O mesmo raciocínio pode ser aplicado também às cabeças de bacalhau, afinal, é um erro acreditar que um peixe poderia viver sem uma cabeça. Não é porque não vemos a cabeça ao comer o bacalhau que ela não existe. Os pescadores da Noruega não só conhecem a cabeça como o peixe ainda vivo, seus hábitos de vida, preferências alimentares e outros tantos detalhes sobre o mundo aquático e seus segredos. Inclusive, se Azevedo fosse uma pessoa minimamente informada sobre a vida do bacalhau e seus usos culinários saberia que em alguns lugares as cabeças desses peixes são especiarias disputadas com fervor.
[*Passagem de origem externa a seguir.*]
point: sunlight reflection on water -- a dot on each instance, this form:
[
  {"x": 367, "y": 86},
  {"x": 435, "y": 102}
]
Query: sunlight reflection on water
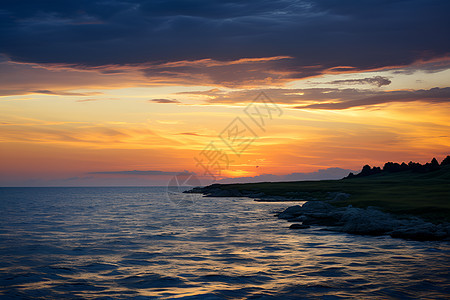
[{"x": 131, "y": 242}]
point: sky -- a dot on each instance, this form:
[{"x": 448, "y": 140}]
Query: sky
[{"x": 101, "y": 93}]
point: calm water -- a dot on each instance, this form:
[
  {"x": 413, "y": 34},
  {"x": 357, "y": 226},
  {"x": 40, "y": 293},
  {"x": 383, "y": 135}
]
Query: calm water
[{"x": 121, "y": 243}]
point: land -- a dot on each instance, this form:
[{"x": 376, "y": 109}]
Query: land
[{"x": 402, "y": 203}]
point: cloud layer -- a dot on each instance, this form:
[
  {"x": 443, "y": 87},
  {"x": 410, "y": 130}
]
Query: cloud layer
[{"x": 317, "y": 34}]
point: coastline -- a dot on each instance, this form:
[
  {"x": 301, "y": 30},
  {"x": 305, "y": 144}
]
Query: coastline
[{"x": 369, "y": 220}]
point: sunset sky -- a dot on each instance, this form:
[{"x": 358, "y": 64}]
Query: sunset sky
[{"x": 130, "y": 92}]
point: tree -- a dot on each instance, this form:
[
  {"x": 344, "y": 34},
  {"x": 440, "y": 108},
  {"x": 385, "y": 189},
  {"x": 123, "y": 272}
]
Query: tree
[{"x": 446, "y": 161}]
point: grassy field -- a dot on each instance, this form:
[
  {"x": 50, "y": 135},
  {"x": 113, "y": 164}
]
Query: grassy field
[{"x": 424, "y": 194}]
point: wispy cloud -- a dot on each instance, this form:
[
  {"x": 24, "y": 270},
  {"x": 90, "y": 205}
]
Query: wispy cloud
[
  {"x": 141, "y": 173},
  {"x": 164, "y": 101},
  {"x": 377, "y": 80}
]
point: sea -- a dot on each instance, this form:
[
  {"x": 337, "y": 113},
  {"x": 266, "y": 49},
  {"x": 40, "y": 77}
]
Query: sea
[{"x": 154, "y": 243}]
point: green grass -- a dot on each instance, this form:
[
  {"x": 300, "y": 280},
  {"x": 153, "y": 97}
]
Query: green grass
[{"x": 426, "y": 195}]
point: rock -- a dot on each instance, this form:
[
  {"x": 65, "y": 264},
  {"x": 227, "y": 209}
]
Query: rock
[
  {"x": 317, "y": 206},
  {"x": 340, "y": 197},
  {"x": 367, "y": 221},
  {"x": 299, "y": 226},
  {"x": 291, "y": 212}
]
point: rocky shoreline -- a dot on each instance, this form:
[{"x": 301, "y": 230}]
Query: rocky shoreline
[{"x": 362, "y": 221}]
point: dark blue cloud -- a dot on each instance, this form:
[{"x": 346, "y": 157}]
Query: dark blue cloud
[{"x": 363, "y": 34}]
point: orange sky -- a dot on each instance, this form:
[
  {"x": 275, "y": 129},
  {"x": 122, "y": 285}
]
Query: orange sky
[{"x": 61, "y": 125}]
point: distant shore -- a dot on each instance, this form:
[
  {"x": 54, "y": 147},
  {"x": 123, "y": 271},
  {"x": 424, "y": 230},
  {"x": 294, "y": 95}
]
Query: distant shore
[{"x": 403, "y": 205}]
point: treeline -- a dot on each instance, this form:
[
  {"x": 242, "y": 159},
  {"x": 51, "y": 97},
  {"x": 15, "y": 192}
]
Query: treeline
[{"x": 392, "y": 167}]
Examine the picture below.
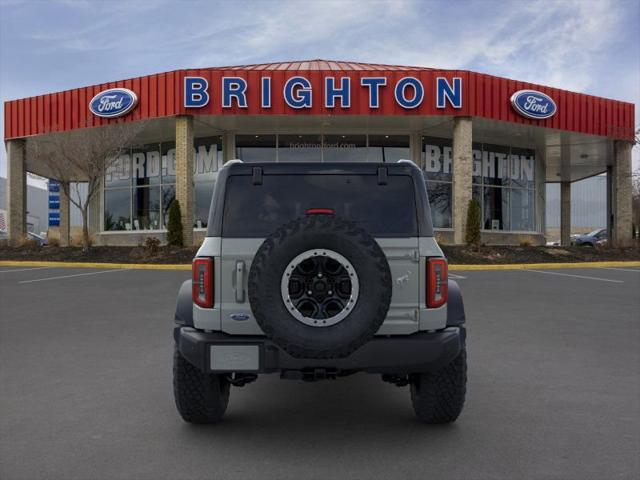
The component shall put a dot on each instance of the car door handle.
(240, 281)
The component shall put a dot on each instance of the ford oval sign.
(114, 102)
(533, 104)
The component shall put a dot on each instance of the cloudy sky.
(583, 45)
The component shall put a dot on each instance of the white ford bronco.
(316, 271)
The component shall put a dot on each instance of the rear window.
(257, 210)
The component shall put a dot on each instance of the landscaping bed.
(457, 255)
(163, 255)
(463, 255)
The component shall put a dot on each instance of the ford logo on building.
(533, 104)
(114, 102)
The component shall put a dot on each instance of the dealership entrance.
(474, 136)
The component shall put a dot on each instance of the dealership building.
(474, 136)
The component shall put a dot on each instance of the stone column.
(65, 216)
(16, 191)
(184, 174)
(565, 213)
(462, 174)
(621, 185)
(228, 147)
(415, 147)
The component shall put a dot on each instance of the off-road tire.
(438, 397)
(320, 232)
(200, 397)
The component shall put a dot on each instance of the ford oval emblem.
(114, 102)
(533, 104)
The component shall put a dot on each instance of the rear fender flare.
(455, 305)
(184, 305)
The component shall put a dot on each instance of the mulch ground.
(457, 255)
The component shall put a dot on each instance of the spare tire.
(320, 287)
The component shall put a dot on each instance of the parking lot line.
(70, 276)
(637, 270)
(24, 269)
(575, 276)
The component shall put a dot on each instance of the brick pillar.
(462, 174)
(565, 213)
(621, 185)
(184, 174)
(65, 216)
(16, 191)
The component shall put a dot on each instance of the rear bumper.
(401, 354)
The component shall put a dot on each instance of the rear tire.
(200, 397)
(438, 397)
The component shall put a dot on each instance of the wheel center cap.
(319, 286)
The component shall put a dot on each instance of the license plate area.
(234, 358)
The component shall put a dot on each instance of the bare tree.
(85, 156)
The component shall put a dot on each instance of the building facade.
(495, 140)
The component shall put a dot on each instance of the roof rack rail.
(232, 161)
(404, 160)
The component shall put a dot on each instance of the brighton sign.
(298, 93)
(533, 104)
(113, 103)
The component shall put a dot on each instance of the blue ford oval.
(533, 104)
(114, 102)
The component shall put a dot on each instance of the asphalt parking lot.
(85, 388)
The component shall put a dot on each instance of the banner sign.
(298, 93)
(486, 163)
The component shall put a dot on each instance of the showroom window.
(207, 161)
(256, 148)
(388, 148)
(503, 183)
(140, 185)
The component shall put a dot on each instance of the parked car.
(40, 240)
(316, 271)
(589, 239)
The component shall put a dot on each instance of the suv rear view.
(314, 271)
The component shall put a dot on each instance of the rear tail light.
(437, 282)
(202, 282)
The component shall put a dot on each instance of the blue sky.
(583, 45)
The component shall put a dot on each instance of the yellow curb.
(525, 266)
(131, 266)
(151, 266)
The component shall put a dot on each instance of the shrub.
(174, 226)
(472, 235)
(152, 245)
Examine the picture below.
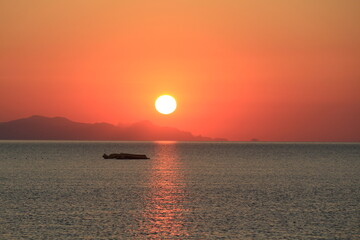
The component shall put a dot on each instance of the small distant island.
(60, 128)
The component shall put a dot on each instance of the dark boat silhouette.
(125, 156)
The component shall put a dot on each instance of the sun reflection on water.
(164, 210)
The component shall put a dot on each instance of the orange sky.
(274, 70)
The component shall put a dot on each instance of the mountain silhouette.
(59, 128)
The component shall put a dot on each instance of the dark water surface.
(65, 190)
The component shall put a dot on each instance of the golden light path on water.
(164, 210)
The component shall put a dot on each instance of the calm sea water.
(65, 190)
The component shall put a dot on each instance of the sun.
(165, 104)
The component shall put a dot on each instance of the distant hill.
(59, 128)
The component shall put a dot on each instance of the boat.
(125, 156)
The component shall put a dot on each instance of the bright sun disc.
(165, 104)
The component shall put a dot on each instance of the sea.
(186, 190)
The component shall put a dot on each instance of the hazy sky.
(275, 70)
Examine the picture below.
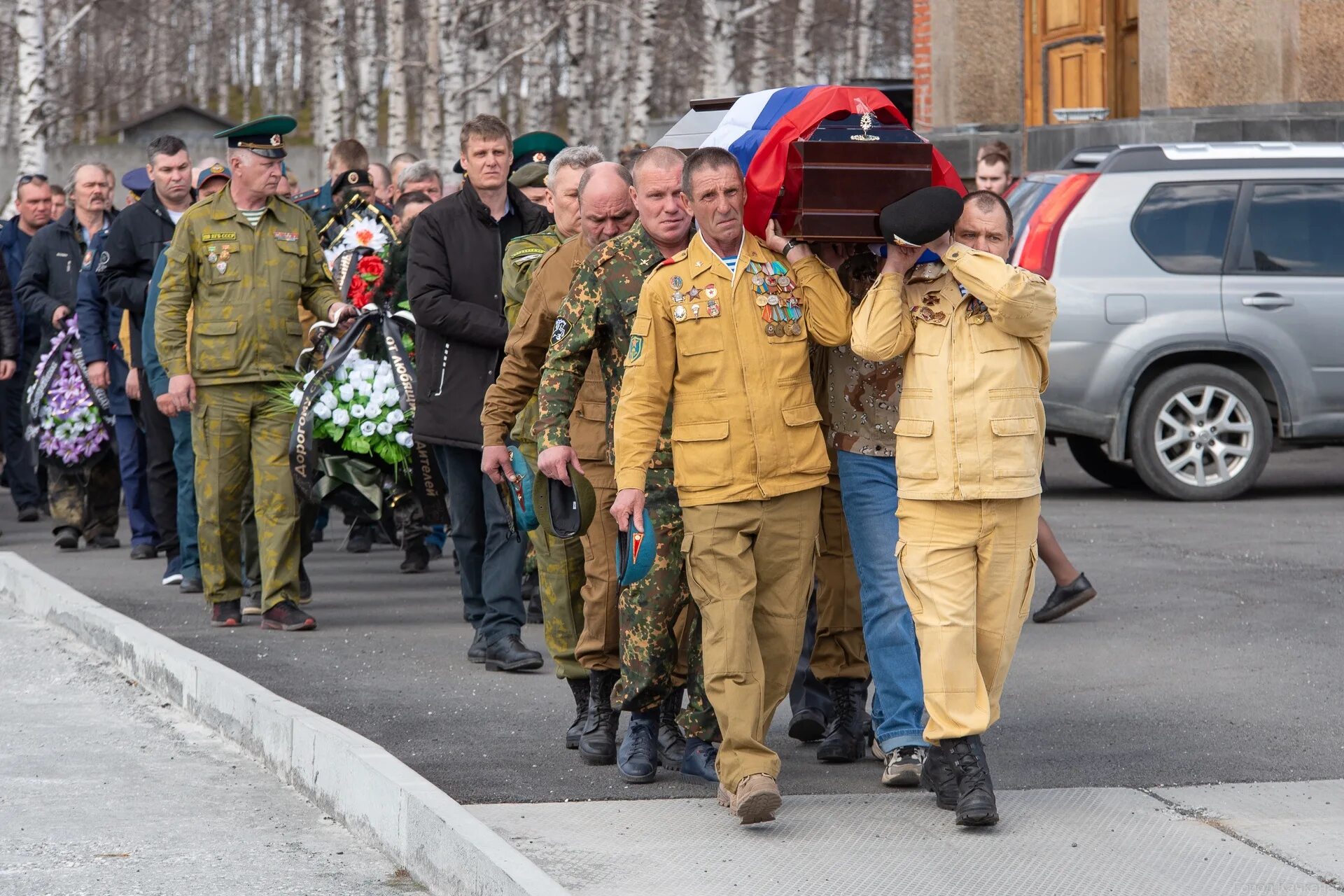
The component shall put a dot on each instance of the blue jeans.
(131, 453)
(869, 485)
(185, 461)
(491, 561)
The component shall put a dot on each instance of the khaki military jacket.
(745, 421)
(524, 354)
(244, 286)
(972, 425)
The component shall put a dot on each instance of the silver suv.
(1200, 308)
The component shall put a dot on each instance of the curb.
(356, 782)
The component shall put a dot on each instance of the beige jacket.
(972, 425)
(745, 422)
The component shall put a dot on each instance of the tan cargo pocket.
(916, 454)
(702, 456)
(1016, 449)
(214, 346)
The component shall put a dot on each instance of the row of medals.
(219, 260)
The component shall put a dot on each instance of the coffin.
(836, 181)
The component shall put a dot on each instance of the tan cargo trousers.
(968, 570)
(750, 566)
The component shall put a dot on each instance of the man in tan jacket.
(974, 332)
(722, 333)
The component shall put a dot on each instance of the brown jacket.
(972, 425)
(524, 354)
(745, 422)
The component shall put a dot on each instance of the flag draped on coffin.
(761, 125)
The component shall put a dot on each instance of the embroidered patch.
(562, 330)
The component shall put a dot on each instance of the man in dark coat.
(454, 273)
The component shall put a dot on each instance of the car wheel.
(1200, 433)
(1096, 464)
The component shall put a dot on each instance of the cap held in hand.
(923, 216)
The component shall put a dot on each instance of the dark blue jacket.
(100, 327)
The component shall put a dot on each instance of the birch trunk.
(396, 30)
(30, 29)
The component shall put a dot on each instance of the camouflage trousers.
(559, 574)
(241, 435)
(651, 610)
(86, 498)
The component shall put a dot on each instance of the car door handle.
(1266, 300)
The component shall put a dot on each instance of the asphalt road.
(1212, 654)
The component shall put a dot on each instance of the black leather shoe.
(940, 777)
(671, 741)
(476, 653)
(698, 762)
(580, 687)
(510, 654)
(638, 760)
(976, 805)
(597, 745)
(846, 738)
(1066, 598)
(808, 726)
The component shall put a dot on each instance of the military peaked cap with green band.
(264, 136)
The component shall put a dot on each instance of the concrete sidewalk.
(108, 790)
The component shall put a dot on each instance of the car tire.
(1186, 421)
(1096, 464)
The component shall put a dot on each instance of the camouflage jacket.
(597, 314)
(522, 255)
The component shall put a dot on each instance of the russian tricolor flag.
(761, 125)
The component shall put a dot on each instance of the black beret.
(923, 216)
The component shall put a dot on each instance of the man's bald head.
(606, 202)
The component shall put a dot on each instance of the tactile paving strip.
(1085, 841)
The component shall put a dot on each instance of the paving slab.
(1073, 841)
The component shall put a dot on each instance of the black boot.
(976, 804)
(581, 696)
(846, 739)
(597, 745)
(671, 741)
(940, 777)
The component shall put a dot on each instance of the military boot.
(597, 743)
(581, 690)
(976, 805)
(846, 739)
(671, 741)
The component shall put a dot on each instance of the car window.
(1183, 227)
(1294, 229)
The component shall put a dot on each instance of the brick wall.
(923, 48)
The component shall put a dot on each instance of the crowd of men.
(724, 400)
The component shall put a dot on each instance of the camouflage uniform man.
(241, 262)
(600, 311)
(559, 562)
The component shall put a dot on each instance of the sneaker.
(286, 617)
(904, 766)
(225, 614)
(172, 573)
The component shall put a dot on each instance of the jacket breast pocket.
(702, 456)
(1016, 448)
(916, 454)
(214, 346)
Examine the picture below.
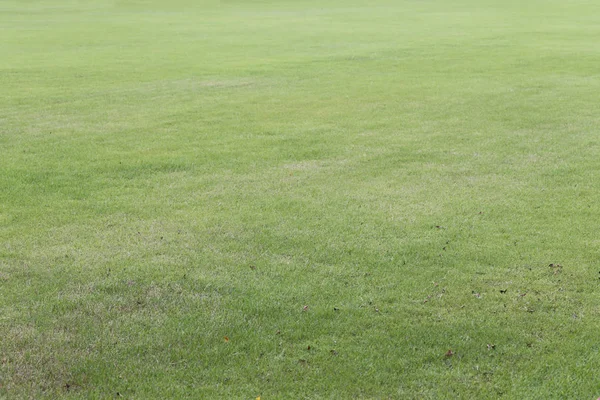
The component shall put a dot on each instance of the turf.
(299, 199)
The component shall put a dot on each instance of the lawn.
(299, 199)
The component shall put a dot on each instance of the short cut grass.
(299, 199)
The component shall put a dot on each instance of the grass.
(299, 199)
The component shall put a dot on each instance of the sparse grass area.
(299, 199)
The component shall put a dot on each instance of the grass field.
(300, 199)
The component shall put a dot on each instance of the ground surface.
(302, 199)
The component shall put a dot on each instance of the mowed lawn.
(300, 199)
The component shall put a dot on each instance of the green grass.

Mas o pior de tudo é que esse tipo de jornalismo superficial e preconceituoso conta com uma ampla legião de comentadores, cujas opiniões conseguem ser mais absurdas do que aquelas pronunciadas por Azevedo. Uma breve leitura dos comentários publicados no post sobre o tal estudo enigmático da Embrapa - encomendado pela ministra da casa civil - revela uma mentalidade racista, preconceituosa e desumana. A palavra mais apropriada diante da mentalidade expressa nessas manifestações cegas de apoio revela algo muito mais sinistro e nefasto: a permanência e a reprodução mais ou menos velada de uma mentalidade política fascista e autoritária, regida, por um lado, pela tranquilidade que só a ignorância dá aos fracos de espírito, por outro, pela violência própria aos bárbaros, que só sabem destruir e roubar a sociedade brasileira.